TOKYO, April 30 (Reuters) – Japanese shares fell on Friday as lacklustre earnings reports and profit forecasts from technology firms, and a spike in domestic infections of the novel coronavirus weighed on investor sentiment.
The Nikkei 225 Index was down 0.46% at 28,920.24, as of 0200 GMT, while the broader Topix edged 0.07% lower to 1,907.67.
Japanese tech stocks led the declines as investors sifted through latest earnings reports and sold shares of companies that failed to live up to their lofty expectations for a robust rebound this year, analysts said
Investors are also growing more worried about COVID-19, because new infections in Tokyo and Osaka are rising even after the declaration of a state of emergency for the two cities at the start of this week, analysts said.
“The earnings coming in so far have not justified the massive rally in stocks from last year, so the upside is limited,” said Ayako Sera, a market strategist at Sumitomo Mitsui Trust Bank.
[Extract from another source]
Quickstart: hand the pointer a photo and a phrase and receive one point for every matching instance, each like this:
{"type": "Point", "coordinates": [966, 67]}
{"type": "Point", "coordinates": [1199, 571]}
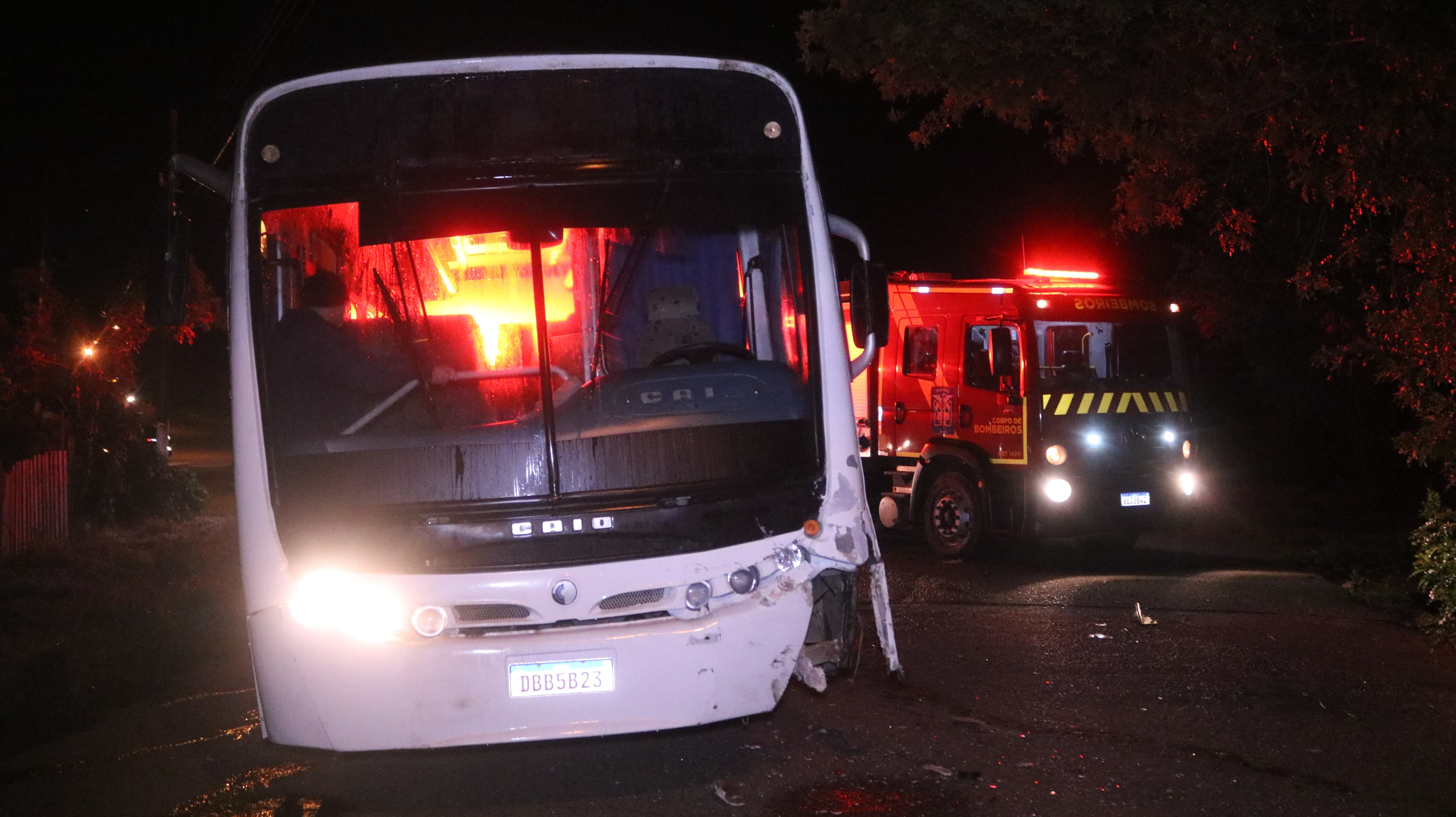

“Britain and the United States have shown that vaccinations lead to a resumption of economic activity, but unfortunately Japan is lagging behind.”
Z Holdings Corp fell 6.99% after the search engine operator and Internet advertiser’s profit forecasts for the current fiscal year disappointed some investors who expected more benefits from its merger last month with Line, which is Japan’s most popular messaging app.
Sony Group Corp lost 6.44% after the maker of the PlayStation gaming console said it expects profits to fall as stay-at-home demand wanes.
Murata Manufacturing Co also fell 3.79% after the electronic parts maker’s forecasts also missed analysts’ expectations.
One exception to the declines in the tech sector was CyberAgent Inc. Shares of the mobile phone game operator surged by 15.08% after the company raised its earnings forecasts.